Click Find, and in a few seconds Find Any File presents its results window. The default window displays a simple list of found items along with each item’s kind, modification date, and (for files) size. Select an item and you can view, at the bottom of the window, the folder hierarchy leading to the selected item.
But the more useful listing, in my opinion, is hierarchical (Tree) view. Switch to this view, and Find Any File lists each file within its folder hierarchy, letting you see, at a glance, where each found file resides.
In either view, you can select an item and press Spacebar to view a Quick Look preview of the item; you can also open the item, reveal it in the Finder, get info on it, or delete it (by either moving it to the Trash or deleting it immediately). The full path to the selected file appears at the bottom of the window; right-click (or Control-click) the path to copy it—in Unix or Mac format—to the Clipboard. If you enable Tooltips (View -> Show Tooltips), hovering your cursor over an item displays additional information, including creating date, file ownership and permissions, and type and creator codes.
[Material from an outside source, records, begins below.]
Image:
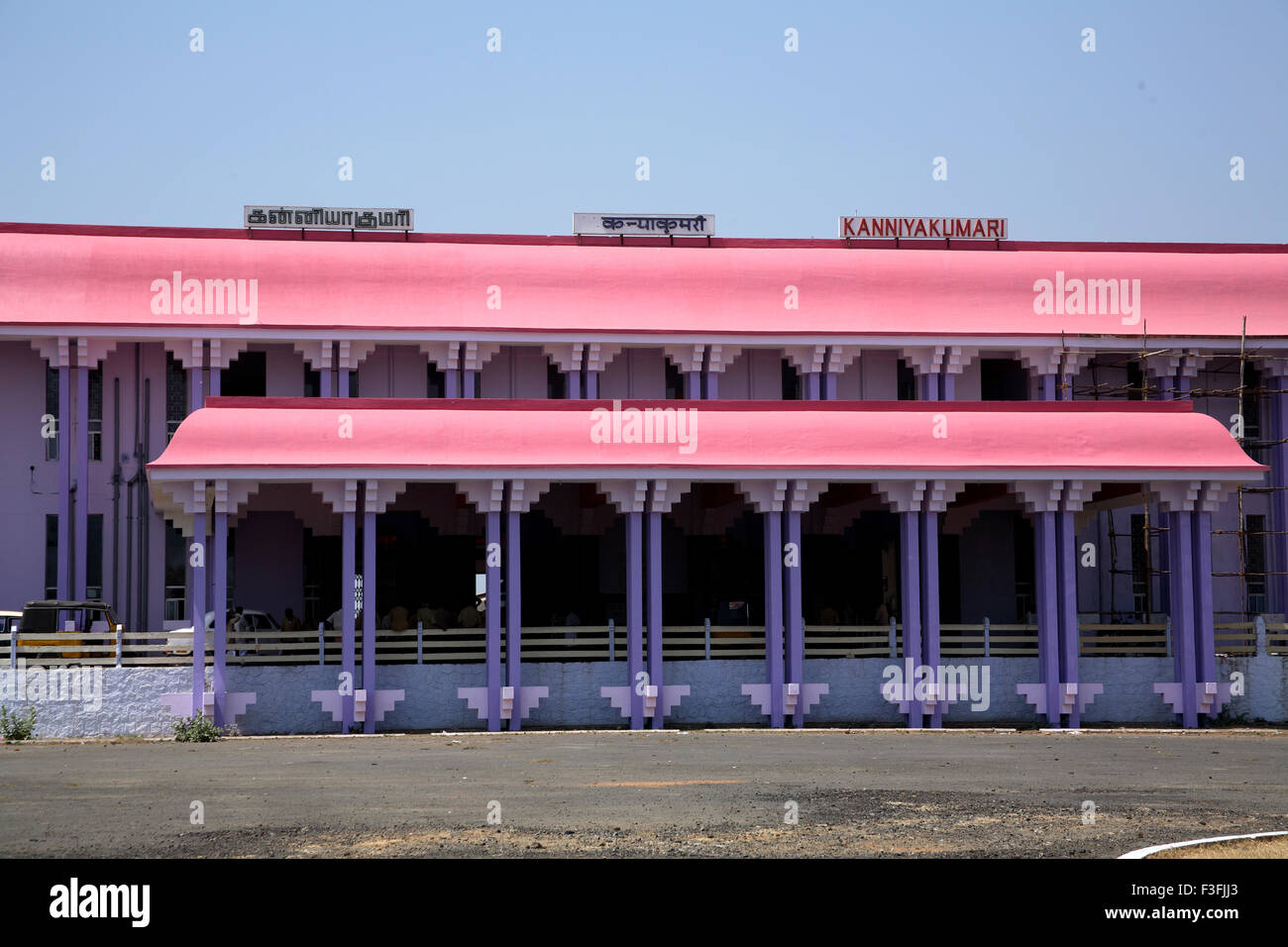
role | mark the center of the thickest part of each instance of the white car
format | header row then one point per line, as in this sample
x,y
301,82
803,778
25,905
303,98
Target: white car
x,y
262,628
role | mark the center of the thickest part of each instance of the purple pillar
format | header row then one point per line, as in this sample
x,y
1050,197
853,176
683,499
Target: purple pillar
x,y
198,608
219,605
910,607
1067,587
1279,492
1046,571
492,613
64,480
928,548
1183,613
774,613
653,578
793,607
514,613
369,608
81,586
1046,386
1205,629
347,634
635,613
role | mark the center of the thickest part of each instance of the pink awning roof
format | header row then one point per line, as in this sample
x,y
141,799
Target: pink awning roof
x,y
844,440
557,286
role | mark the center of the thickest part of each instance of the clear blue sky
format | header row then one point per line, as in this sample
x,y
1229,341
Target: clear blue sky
x,y
1129,142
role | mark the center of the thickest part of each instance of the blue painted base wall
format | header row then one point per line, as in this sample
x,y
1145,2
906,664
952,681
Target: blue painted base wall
x,y
129,701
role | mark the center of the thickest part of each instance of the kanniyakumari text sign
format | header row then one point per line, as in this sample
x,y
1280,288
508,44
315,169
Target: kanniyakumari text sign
x,y
330,218
645,224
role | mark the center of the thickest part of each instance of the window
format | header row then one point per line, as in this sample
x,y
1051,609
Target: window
x,y
1250,403
1254,544
1134,381
1138,567
246,376
95,414
674,381
52,408
51,556
791,381
94,557
1003,379
906,381
175,575
175,394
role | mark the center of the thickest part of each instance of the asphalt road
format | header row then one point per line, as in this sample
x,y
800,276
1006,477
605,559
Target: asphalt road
x,y
712,792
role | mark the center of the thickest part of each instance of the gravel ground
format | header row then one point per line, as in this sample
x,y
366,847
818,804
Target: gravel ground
x,y
621,793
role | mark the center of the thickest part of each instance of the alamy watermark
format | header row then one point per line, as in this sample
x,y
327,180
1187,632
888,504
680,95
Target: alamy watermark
x,y
947,684
1074,296
39,684
191,296
651,425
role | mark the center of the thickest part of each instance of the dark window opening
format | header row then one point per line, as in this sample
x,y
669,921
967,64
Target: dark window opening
x,y
1025,569
1254,541
1003,379
175,394
246,376
1134,381
557,382
52,410
436,381
95,414
1138,567
51,556
1250,402
94,557
175,575
674,381
791,381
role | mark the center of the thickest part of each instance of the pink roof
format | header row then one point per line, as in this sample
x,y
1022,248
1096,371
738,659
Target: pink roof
x,y
417,436
59,277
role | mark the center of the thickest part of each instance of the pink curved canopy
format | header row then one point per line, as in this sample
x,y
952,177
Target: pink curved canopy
x,y
411,436
553,285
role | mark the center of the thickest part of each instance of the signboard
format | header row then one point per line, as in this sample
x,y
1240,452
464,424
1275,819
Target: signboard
x,y
329,218
923,227
645,224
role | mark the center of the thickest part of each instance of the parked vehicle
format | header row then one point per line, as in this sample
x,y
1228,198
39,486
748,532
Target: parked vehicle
x,y
262,631
44,625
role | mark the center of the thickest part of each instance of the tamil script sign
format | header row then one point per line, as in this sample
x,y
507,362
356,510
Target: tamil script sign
x,y
925,227
330,218
645,224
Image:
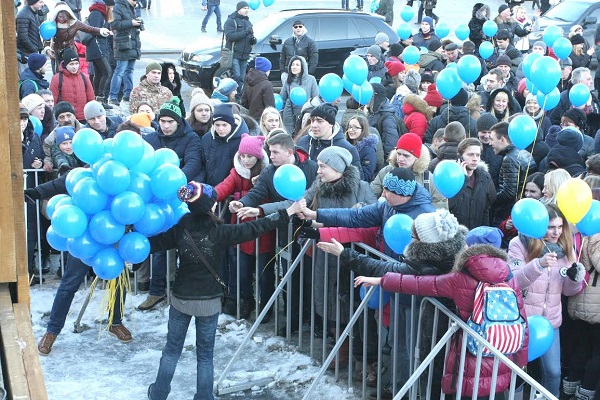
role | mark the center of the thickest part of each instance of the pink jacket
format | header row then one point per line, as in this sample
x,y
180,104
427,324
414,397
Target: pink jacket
x,y
542,288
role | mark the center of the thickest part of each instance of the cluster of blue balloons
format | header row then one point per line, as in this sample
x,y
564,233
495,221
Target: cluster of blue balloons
x,y
128,193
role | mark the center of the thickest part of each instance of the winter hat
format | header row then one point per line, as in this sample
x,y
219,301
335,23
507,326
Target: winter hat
x,y
325,111
436,227
200,197
153,66
434,44
36,61
375,51
570,137
31,101
394,67
69,55
224,112
171,109
486,121
381,37
577,39
63,107
93,109
410,142
412,81
63,133
433,97
226,86
460,99
485,235
400,181
262,64
252,145
143,120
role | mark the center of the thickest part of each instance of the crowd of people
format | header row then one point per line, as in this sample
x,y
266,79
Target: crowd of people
x,y
233,141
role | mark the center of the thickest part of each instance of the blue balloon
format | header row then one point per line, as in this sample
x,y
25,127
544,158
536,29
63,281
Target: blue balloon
x,y
397,232
562,48
530,217
486,49
290,182
69,221
356,69
522,131
134,247
127,208
448,83
88,145
108,264
590,223
105,229
407,13
490,28
362,93
373,302
298,96
579,94
469,68
541,336
48,30
331,87
449,178
442,30
278,102
38,128
411,55
545,74
404,31
462,32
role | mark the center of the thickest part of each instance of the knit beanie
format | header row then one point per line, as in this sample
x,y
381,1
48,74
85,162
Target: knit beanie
x,y
171,109
63,107
400,181
486,121
63,133
433,97
200,197
325,111
252,145
336,157
93,109
31,101
262,64
153,66
436,227
410,142
485,235
143,120
36,61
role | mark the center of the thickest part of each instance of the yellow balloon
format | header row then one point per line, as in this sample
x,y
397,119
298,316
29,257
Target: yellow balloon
x,y
574,199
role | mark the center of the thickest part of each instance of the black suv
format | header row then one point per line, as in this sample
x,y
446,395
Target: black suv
x,y
336,32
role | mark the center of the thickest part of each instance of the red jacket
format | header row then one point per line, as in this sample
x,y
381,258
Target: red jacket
x,y
483,263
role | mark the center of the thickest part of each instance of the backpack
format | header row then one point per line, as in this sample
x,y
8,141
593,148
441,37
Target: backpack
x,y
497,319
Both views also provide options to show hidden files and to show package contents (the latter, when enabled, displays items found inside Mac OS X packages). A nice touch here is that Find Any File explicitly tells you how many hidden items were found: In the top-right corner of the results window is a count of items in the results window; if you see # not shown, you’ll need to enable one or both of the Show options to see everything.
Another useful feature is the capability to run with root privileges. Before starting a search, hold down the Option key, and the Find button becomes Find All. Click it, and enter your admin-level username and password when prompted, and Find Any File will be able to find system files and other restricted items Spotlight doesn’t even index. (Note that searching with root privileges won’t affect searches of network volumes.)
You can also save your searches as Find Any File documents. Double-click one of these saved searches, and Find Any File immediately runs the search again—a useful feature for queries you perform frequently. I also like that each time you search, Find Any File opens a new search-results window—it’s handy to be able to keep multiple results windows open at the same time. (However, the name of each window is based on the originating search’s first criterion; this means that if multiple searches use the same first criterion, there’s no way to determine which window belongs to which search.)
One glitch I did experience is that if you choose a specific folder to search, and you later want to search a different folder, there’s no obvious way to choose another custom search location. The trick is to first switch the location to one of the stock locations and then switch back to the custom-folder item, which will bring up the dialog to choose a new folder. But here’s a tip: You can just drag the desired search folder onto the location pop-up menu.
The biggest drawback of Find Any File is, of course, that it doesn’t search inside files. If you want to avoid Spotlight, the free EasyFind can search contents and provides a few additional options compared to Find Any File—although I much prefer Find Any File’s search-results display. I keep both utilities on hand, and I use them both regularly.